How were womens menstrual/period cramps dealt with in 16th century England? What did women use/wear between their legs and underneath their dresses to keep from leaking? How were pms/pmdd symptoms dealt with? Did most women/some men even understand the concept of that, and were they even called that back then? Some answers would be helpful. Thank you.

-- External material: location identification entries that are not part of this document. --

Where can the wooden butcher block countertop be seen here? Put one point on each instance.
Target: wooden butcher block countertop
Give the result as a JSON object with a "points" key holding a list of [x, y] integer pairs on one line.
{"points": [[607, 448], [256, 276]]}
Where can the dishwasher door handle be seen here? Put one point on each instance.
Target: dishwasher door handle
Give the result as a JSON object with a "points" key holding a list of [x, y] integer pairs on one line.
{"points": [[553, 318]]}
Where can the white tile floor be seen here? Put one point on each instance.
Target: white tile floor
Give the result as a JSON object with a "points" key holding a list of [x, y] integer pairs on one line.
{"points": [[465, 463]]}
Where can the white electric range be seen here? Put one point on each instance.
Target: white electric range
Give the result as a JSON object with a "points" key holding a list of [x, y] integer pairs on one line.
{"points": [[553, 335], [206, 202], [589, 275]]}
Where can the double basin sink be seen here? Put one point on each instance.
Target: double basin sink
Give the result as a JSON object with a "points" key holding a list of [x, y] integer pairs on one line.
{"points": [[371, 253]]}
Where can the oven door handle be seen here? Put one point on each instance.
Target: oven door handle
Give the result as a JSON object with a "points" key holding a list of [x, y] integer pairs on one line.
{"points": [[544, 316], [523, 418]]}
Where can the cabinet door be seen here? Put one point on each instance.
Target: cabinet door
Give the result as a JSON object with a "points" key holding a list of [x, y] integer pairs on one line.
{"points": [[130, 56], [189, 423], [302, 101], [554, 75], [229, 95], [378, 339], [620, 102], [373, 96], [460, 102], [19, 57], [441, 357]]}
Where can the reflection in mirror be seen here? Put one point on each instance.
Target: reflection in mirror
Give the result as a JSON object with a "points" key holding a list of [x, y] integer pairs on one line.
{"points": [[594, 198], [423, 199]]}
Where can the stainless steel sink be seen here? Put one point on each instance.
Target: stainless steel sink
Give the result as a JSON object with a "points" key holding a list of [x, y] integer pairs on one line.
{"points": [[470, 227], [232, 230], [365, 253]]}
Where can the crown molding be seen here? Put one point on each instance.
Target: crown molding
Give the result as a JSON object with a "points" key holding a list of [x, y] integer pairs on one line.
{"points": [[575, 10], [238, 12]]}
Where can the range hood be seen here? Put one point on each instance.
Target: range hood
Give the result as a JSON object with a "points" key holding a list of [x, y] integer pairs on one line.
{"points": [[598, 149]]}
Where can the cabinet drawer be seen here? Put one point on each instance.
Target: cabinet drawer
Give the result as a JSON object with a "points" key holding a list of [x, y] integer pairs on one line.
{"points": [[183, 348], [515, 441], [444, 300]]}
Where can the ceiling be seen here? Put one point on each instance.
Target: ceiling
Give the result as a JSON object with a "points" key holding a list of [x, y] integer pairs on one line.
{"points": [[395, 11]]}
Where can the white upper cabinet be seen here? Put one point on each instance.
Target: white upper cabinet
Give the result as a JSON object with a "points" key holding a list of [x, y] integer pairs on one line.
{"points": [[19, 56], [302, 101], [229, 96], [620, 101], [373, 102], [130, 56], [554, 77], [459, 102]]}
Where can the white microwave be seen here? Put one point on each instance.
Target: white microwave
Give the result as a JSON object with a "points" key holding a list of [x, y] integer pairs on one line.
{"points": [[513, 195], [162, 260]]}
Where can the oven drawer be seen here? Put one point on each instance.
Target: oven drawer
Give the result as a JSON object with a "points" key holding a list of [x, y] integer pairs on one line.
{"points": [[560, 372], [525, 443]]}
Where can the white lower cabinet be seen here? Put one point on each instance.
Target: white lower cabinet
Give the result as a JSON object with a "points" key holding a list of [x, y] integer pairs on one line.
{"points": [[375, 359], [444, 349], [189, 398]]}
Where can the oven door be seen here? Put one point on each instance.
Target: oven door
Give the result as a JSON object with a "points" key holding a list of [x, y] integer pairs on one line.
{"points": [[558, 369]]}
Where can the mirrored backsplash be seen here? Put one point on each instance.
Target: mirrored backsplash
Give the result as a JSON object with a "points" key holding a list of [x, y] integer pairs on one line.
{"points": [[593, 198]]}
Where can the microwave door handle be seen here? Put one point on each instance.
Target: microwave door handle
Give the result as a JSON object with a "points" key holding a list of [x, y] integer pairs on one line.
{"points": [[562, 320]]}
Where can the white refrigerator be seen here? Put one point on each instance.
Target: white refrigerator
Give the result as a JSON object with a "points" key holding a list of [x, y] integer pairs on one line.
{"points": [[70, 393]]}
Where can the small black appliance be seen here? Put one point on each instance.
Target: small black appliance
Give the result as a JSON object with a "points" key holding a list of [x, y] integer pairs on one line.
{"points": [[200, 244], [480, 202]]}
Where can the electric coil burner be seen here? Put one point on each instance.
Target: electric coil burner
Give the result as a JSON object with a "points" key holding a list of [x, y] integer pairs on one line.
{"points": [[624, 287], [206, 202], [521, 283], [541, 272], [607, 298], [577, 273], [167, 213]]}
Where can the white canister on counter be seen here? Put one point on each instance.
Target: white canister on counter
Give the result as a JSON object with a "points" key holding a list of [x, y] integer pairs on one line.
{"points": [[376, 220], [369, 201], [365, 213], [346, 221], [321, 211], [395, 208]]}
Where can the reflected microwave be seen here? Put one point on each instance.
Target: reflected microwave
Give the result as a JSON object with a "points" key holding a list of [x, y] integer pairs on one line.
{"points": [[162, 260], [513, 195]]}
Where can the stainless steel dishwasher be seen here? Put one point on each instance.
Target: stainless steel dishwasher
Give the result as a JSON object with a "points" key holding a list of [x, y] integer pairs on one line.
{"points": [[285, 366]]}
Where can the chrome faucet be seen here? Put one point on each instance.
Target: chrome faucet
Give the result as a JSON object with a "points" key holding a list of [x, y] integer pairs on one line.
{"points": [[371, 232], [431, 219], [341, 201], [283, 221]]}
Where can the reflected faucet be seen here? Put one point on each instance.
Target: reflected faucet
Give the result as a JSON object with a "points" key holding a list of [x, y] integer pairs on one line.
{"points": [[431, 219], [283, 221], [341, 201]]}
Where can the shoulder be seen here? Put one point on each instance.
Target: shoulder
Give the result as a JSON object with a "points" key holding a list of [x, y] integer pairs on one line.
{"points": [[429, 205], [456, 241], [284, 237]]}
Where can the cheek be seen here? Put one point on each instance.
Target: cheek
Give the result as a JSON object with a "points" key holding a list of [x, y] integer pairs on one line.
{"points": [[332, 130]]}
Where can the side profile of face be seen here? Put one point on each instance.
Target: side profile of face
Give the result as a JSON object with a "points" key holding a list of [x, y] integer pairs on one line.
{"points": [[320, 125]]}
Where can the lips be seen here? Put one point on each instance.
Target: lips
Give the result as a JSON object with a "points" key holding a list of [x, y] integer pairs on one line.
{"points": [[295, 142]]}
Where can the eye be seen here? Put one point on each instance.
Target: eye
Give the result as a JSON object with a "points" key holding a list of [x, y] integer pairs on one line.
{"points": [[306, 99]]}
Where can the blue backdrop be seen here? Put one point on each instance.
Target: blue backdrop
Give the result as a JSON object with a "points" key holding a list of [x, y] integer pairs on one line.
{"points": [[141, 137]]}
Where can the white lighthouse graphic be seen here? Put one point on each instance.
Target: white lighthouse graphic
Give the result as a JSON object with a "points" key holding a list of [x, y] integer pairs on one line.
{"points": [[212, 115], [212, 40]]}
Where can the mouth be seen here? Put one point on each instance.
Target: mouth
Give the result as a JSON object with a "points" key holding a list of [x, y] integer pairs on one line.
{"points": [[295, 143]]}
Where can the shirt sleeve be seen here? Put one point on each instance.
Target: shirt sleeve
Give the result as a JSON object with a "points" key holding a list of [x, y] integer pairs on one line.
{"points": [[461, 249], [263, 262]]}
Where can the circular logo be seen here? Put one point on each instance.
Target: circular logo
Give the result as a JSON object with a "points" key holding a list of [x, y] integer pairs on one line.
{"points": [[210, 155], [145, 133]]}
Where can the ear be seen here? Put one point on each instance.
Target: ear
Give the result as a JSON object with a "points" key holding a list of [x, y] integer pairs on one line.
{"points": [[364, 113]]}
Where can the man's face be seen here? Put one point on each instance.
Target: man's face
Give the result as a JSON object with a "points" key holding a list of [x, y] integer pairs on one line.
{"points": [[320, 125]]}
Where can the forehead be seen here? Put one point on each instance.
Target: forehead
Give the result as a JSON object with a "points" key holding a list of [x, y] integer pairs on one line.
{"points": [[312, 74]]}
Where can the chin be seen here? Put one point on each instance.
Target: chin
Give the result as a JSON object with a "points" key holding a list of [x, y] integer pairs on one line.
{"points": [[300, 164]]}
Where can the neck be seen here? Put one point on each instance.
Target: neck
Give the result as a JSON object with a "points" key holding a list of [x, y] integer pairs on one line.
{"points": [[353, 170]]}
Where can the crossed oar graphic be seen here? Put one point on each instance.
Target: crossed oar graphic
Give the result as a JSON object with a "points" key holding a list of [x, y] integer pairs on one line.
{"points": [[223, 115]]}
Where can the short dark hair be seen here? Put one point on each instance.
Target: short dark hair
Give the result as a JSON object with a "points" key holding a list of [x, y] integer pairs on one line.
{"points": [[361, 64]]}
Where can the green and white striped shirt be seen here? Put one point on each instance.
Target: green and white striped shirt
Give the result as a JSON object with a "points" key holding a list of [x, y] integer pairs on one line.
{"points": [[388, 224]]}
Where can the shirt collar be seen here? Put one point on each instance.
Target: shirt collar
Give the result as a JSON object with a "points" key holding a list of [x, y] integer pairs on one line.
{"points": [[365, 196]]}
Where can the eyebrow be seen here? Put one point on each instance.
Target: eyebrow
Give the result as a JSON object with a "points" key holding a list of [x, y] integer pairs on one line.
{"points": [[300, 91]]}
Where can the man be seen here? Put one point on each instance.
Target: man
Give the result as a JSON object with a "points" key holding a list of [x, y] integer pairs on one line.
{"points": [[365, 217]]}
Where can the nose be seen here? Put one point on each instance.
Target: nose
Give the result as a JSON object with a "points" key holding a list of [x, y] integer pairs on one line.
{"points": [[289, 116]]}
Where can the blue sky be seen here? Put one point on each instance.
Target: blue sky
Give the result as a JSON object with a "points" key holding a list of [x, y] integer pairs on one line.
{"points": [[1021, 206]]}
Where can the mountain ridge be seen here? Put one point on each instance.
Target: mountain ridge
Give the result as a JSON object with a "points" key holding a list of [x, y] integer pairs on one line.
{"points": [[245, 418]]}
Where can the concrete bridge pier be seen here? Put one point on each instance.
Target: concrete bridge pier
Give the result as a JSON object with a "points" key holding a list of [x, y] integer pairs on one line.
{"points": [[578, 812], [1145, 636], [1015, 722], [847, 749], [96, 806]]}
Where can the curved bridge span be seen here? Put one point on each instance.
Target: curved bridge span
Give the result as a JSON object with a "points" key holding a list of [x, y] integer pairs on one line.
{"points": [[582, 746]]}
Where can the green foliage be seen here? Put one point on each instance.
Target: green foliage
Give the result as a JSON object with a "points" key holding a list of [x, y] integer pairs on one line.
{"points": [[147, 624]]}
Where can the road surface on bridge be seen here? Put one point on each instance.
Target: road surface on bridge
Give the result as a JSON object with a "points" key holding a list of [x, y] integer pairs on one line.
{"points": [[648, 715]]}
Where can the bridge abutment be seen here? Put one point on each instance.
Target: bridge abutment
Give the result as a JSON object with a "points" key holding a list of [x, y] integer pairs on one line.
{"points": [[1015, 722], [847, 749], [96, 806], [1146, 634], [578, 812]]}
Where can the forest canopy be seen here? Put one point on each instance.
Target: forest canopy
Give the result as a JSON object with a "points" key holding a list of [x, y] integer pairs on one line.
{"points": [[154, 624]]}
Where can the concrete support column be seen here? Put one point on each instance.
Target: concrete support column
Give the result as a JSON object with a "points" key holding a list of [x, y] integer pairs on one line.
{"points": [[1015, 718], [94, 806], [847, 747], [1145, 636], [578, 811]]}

Previous partially-related thread:
Hey Becky, you may want to get a female historian to look more into this, but I’ll try to answer this as best I can. Women’s menstruation, back then, was unfortunately very taboo, however, ironically, society expected that girls needed to go into menarche (another word for starting her period), so she could become of age to give birth, for her husband, and reproduce the next generation of human beings. Depending on her social status and how poor or wealthy she was, she might’ve used either a sanitary belt, (albeit uncomfortable), a piece of cloth or rag, or she might’ve just simply “gone with the flow”, (pun intended) and bled freely into her skirts and petticoats, even if it stained them. Then again, it’s possible women just didn’t really have as many periods as modern day women because they were expected to be pregnant more often, (from one baby to the next) and therefore, spending most of her young life without a period, every single month. And as for menopause, women went into that, too, a little earlier than women do today, and as long as the woman had been of good use to her husband, (giving birth in younger years), she (hopefully) wouldn’t have ostracized/mistreated for not being of reproductive age, anymore.ReplyDelete
Hi Howard, I appreciate your response. It’s no problem, in fact, as a woman, I think more men should be aware and (tactfully) talk about that “time of the month.” Thank you.ReplyDelete
I am curious, Howard, whether your response is based on primary-source documentary evidence, or perhaps some secondary source information that you gleaned from another Tudor history fan site, or just speculation. I ask this with all due respect because the topic is a very complex one that must take into account, among other things, the state of medical knowledge during that era and the paucity of evidence directly from the women affected. For authentically scholarly work on the issue, I recommend Bethan Hindson, "Attitudes Toward Menstruation and Menstrual Blood in Elizabethan England," Journal of Social History 43:1 (Fall 2009), 89-114; Patricia Crawford, "Attitudes To Menstruation in Seventeenth-Century England," Past & Present No.91 (May 1981), 47-73; and Thomas Laqueur, "Orgasm, Generation, and the Politics of Reproductive Biology," Representations No.14, 1-41. From just these three articles, it becomes clear that the subject of socio-cultural attitudes and practices surrounding female reproductive processes, including menstruation, is still rife with debate and contradiction, and historians have yet to reach a consensus of opinion on how women of the Tudor era handled their monthly periods.ReplyDelete
As someone who has studied historic costume in a casual way, the concept that women “ just bled into their clothes” seems ludicrous to me. I think it’s hard for us to really comprehend just how expensive even the simplest clothing was, at all levels of society. Undergarments, also expensive, we’re not just used for warmth and modesty but to protect the even more valuable outer garments. Consider that every garment was hand made in every single step and how valued they were. I find it hard to imagine that women didn’t find it purely common sense to use easily washed fabric pieces when they bled. Menstruation was private but by no means taboo to discuss, and would have been a topic of every marriage negotiation. It’s not like it was never discussed. It’s true that women who were actively having children may not have had many periods, but there were many women…young, widowed, unmarried, nuns, etc who were. Do you really think they were going about their business running the risk of having a big blood spot show up on their clothing? I don’t. I stick to the idea that scrap or reused fabric of some sort was used.ReplyDelete
The concept of PMS did exist, sometimes called “megrims”, or so I’ve read in several places but I’m sorry I can’t put my finger on a quote.
There are adult men in 2022 that think women use one tampon a day. One. Tampon. Per. Day.ReplyDelete
And many other stories of clueless fully grown men just as bad. I could never trust anything historical men wrote or believed about periods. Period.